To silence this warning, make a copy and assign back.
df = df.copy()
df['a'] = df['a'].apply('add', other=1)
apply() only needs the name of the function
You can invoke a function by simply passing its name to apply() (no need for lambda). If your function needs additional arguments, you can pass them either as keyword arguments or pass the positional arguments as args=. For example, suppose you have file paths in your dataframe and you need to read files in these paths.
def read_data(path, sep=',', usecols=[0]):
return pd.read_csv(path, sep=sep, usecols=usecols)
df = pd.DataFrame({'paths': ['../x/yz.txt', '../u/vw.txt']})
df['paths'].apply(read_data) # you don't need lambda
df['paths'].apply(read_data, args=(',', [0, 1])) # pass the positional arguments to `args=`
df['paths'].apply(read_data, sep=',', usecols=[0, 1]) # pass as keyword arguments
Don't apply a function, call the appropriate method directly
It's almost never ideal to apply a custom function on a column via apply(). Because apply() is a syntactic sugar for a Python loop with a pandas overhead, it's often slower than calling the same function in a list comprehension, never mind, calling optimized pandas methods.
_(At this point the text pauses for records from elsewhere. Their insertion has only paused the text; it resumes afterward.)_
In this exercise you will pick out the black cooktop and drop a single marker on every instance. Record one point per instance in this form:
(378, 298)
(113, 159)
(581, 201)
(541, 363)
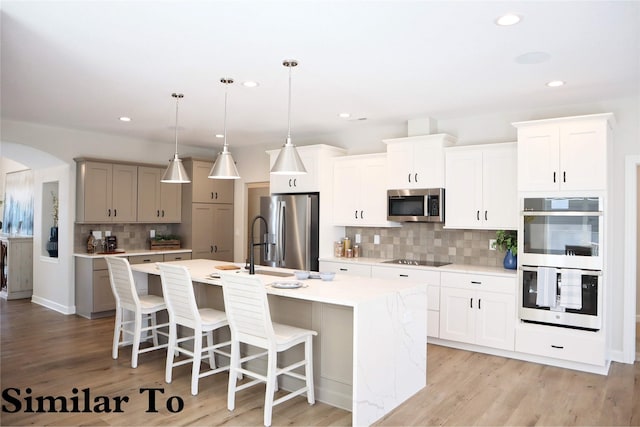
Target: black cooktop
(417, 262)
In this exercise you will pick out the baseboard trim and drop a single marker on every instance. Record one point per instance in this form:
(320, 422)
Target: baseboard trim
(53, 305)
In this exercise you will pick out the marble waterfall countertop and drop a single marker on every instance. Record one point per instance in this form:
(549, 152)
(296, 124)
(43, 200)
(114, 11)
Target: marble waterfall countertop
(386, 325)
(131, 252)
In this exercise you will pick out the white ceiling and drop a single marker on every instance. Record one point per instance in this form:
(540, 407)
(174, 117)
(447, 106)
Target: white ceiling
(83, 64)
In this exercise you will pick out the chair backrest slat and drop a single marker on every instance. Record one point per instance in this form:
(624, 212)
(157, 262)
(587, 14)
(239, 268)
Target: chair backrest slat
(179, 296)
(247, 307)
(122, 284)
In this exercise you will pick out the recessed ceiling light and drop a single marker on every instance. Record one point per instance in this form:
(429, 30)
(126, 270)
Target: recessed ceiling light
(555, 83)
(532, 58)
(508, 19)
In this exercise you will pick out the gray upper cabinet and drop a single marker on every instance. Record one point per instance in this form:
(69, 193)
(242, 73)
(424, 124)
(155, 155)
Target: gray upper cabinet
(157, 202)
(206, 190)
(106, 192)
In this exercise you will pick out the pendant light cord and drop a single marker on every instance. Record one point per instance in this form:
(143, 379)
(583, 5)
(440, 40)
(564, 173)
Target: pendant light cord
(177, 96)
(289, 112)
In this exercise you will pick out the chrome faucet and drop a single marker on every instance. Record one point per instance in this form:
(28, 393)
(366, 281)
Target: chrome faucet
(252, 262)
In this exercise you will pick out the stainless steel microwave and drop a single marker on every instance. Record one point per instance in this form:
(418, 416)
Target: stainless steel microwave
(416, 205)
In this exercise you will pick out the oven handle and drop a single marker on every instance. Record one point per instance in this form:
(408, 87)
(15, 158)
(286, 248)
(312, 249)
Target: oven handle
(583, 272)
(561, 213)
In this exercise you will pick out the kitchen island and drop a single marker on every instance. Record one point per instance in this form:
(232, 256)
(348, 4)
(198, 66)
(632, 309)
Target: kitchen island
(369, 355)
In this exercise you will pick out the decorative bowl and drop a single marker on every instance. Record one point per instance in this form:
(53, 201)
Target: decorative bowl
(327, 276)
(301, 275)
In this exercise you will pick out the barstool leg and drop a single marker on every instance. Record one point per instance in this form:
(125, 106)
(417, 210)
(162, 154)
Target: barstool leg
(308, 369)
(197, 356)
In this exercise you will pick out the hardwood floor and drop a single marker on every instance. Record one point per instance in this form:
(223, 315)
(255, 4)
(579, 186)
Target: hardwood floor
(52, 354)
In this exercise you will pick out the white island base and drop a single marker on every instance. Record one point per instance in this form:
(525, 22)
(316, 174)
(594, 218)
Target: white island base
(370, 354)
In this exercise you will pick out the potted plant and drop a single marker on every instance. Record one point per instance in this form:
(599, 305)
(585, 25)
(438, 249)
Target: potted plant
(507, 240)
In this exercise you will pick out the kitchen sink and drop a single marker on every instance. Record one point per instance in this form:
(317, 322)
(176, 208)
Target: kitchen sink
(271, 273)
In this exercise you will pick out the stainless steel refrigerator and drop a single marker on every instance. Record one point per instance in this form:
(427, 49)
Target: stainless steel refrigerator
(292, 233)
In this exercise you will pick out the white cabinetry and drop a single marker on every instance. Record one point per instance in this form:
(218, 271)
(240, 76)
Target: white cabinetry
(316, 162)
(430, 277)
(481, 189)
(417, 161)
(568, 154)
(359, 191)
(550, 341)
(478, 309)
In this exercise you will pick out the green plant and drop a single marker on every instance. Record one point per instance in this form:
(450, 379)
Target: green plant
(507, 240)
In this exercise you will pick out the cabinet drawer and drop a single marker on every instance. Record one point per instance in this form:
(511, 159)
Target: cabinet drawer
(145, 259)
(576, 346)
(176, 257)
(425, 276)
(349, 268)
(481, 282)
(99, 264)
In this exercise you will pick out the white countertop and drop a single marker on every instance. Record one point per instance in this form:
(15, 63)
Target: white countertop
(132, 252)
(452, 268)
(343, 290)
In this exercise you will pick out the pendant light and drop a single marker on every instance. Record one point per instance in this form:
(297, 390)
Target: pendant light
(175, 173)
(288, 161)
(224, 167)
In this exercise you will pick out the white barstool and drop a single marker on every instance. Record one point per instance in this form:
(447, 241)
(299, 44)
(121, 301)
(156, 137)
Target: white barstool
(247, 308)
(177, 289)
(143, 307)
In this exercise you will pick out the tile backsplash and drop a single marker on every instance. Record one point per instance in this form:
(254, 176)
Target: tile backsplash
(430, 242)
(130, 236)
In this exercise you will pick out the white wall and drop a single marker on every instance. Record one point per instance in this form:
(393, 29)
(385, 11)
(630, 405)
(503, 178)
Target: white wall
(364, 137)
(49, 152)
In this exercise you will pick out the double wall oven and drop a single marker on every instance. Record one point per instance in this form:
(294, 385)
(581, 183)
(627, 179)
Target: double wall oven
(561, 261)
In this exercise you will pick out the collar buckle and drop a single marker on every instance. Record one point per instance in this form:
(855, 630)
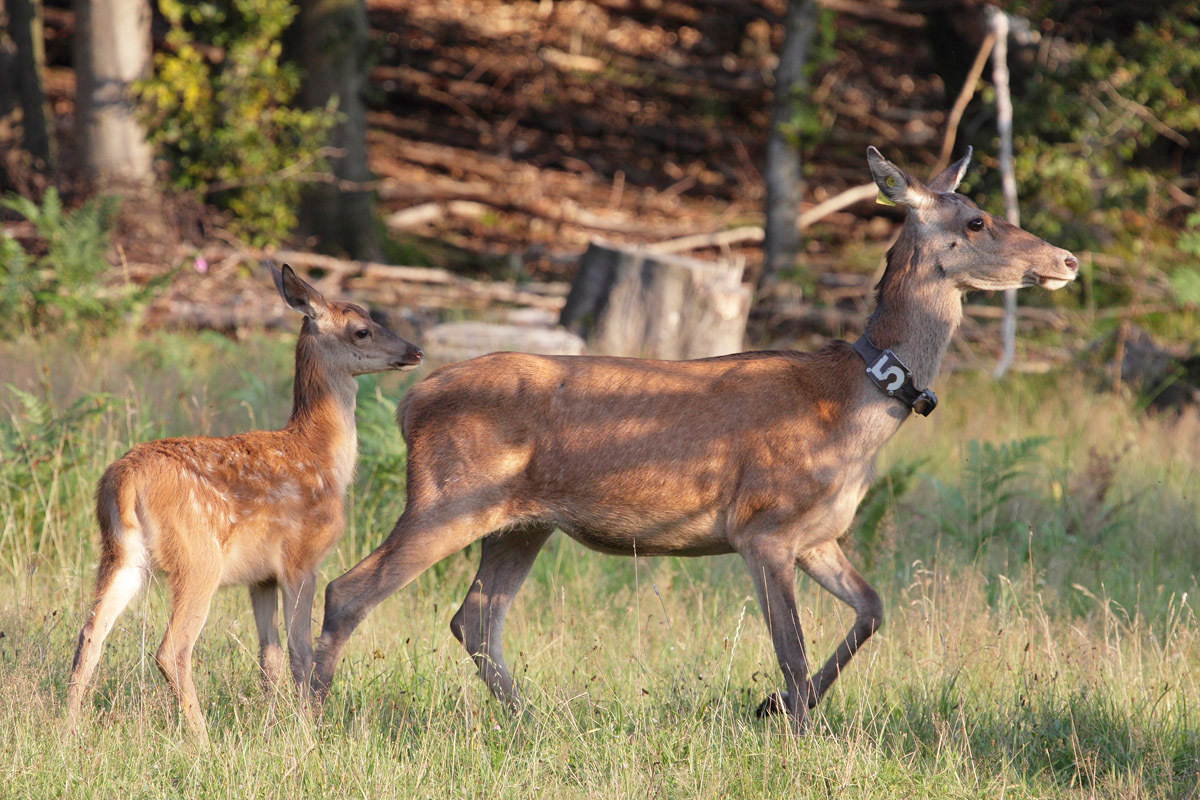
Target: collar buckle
(893, 378)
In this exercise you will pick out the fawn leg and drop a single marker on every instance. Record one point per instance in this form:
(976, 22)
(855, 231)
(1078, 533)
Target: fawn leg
(114, 590)
(264, 600)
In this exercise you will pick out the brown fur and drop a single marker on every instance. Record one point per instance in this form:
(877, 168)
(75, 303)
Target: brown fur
(257, 509)
(761, 453)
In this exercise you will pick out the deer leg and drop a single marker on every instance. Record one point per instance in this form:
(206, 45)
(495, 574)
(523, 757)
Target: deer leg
(264, 600)
(419, 540)
(191, 597)
(828, 566)
(503, 565)
(115, 589)
(773, 569)
(298, 621)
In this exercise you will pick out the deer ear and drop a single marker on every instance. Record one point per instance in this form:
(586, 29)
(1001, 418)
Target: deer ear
(895, 184)
(949, 178)
(297, 293)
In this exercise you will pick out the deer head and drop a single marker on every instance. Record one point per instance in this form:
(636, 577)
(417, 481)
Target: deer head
(964, 244)
(351, 341)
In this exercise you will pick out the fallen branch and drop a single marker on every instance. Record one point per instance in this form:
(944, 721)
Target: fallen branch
(755, 233)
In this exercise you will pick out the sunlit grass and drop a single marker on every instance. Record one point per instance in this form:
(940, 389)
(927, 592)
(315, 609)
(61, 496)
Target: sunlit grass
(1037, 644)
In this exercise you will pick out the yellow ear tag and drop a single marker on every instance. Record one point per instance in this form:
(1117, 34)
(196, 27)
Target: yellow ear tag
(882, 199)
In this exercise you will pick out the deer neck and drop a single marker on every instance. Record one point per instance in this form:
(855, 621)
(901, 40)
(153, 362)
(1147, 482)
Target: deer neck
(917, 311)
(323, 402)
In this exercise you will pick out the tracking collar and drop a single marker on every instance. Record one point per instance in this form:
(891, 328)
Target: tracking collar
(887, 372)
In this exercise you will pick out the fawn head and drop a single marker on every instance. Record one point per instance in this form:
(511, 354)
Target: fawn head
(345, 332)
(963, 242)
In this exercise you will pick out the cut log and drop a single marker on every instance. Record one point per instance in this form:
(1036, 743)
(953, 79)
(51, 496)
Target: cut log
(634, 302)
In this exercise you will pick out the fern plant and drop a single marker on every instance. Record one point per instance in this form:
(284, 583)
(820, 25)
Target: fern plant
(61, 287)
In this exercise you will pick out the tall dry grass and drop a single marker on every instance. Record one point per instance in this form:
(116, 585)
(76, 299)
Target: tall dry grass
(1037, 546)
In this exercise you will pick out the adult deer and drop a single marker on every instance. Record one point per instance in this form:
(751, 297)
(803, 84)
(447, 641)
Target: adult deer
(257, 509)
(761, 453)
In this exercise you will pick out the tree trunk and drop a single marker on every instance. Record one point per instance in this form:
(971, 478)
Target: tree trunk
(657, 306)
(1008, 179)
(781, 169)
(333, 40)
(25, 28)
(112, 49)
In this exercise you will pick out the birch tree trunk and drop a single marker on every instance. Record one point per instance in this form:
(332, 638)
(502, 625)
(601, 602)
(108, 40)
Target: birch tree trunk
(999, 20)
(333, 53)
(112, 49)
(27, 31)
(781, 167)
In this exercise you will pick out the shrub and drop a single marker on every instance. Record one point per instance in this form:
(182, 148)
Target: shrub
(219, 110)
(60, 288)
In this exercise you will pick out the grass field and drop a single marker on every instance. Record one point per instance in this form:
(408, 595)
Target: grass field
(1037, 546)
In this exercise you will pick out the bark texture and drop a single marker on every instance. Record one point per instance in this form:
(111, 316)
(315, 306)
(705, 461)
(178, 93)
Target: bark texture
(28, 36)
(112, 49)
(631, 302)
(333, 36)
(781, 169)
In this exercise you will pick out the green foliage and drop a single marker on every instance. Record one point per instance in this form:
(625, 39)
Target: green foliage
(226, 124)
(60, 288)
(1097, 121)
(34, 441)
(991, 477)
(1186, 280)
(879, 500)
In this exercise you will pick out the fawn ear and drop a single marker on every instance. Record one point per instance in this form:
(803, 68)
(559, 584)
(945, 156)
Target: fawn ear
(895, 184)
(949, 178)
(297, 293)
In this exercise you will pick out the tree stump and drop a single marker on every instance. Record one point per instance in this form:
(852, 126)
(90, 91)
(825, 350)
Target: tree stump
(634, 302)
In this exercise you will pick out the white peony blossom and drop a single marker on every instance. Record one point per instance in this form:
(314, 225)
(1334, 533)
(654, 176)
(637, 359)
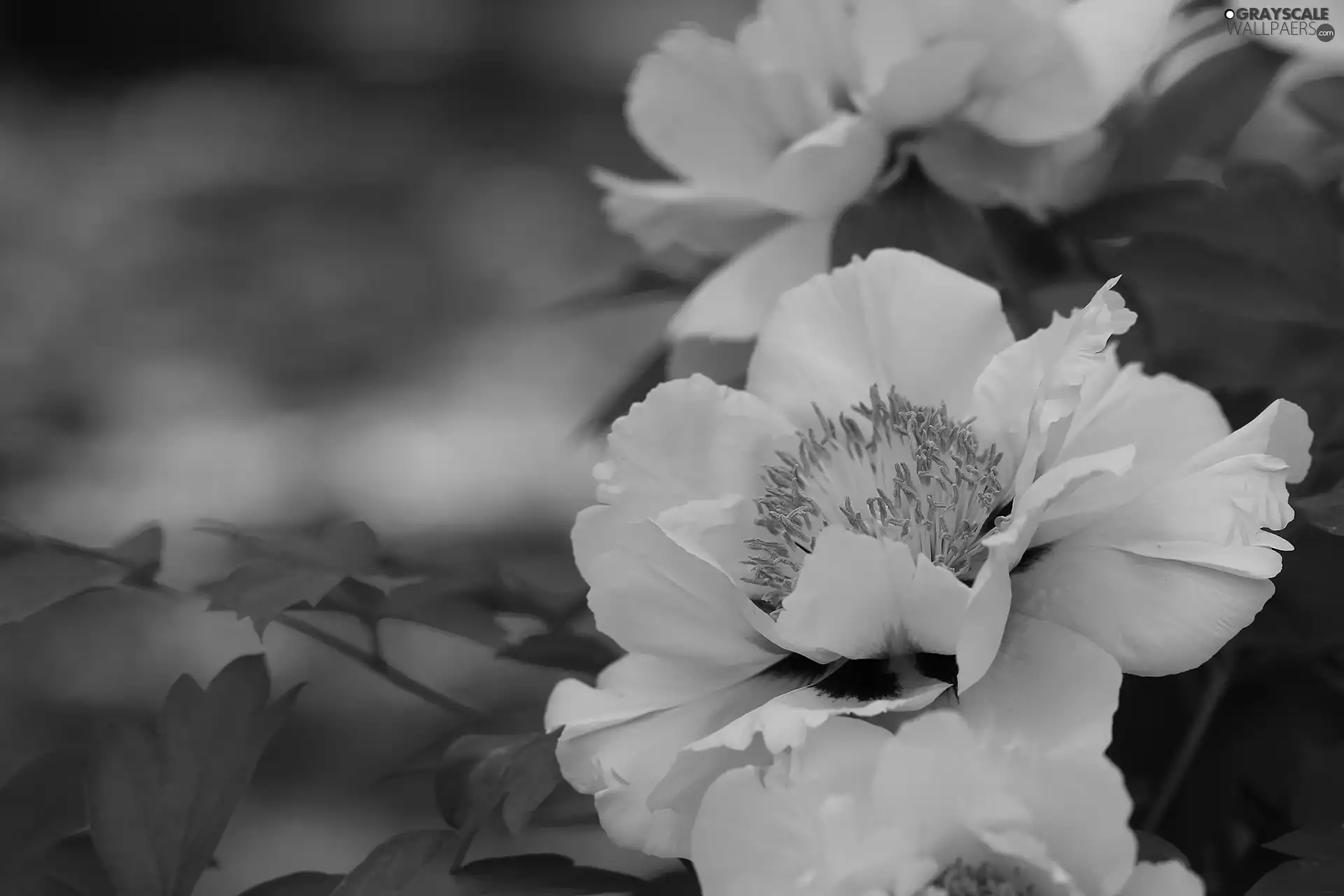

Almost all numeric operators can be directly applied on the column and there are corresponding methods for all of them.
# add 1 to every element in column `a`
df['a'] += 1
# for every row, subtract column `a` value from column `b` value
df['c'] = df['b'] - df['a']
If you want to apply a function that has if-else blocks, then you should probably be using numpy.where() or numpy.select() instead. It is much, much faster. If you have anything larger than 10k rows of data, you'll notice the difference right away.
For example, if you have a custom function similar to func() below, then instead of applying it on the column, you could operate directly on the columns and return values using numpy.select().
def func(row):
if row == 'a':
return 1
elif row == 'b':
return 2
else:
return -999
# instead of applying a `func` to each row of a column, use `numpy.select` as below
import numpy as np
conditions = [df['col'] == 'a', df['col'] == 'b']
choices = [1, 2]
df['new'] = np.select(conditions, choices, default=-999)
As you can see, numpy.select() has very minimal syntax difference from an if-else ladder; only need to separate conditions and choices into separate lists. For other options, check out this answer.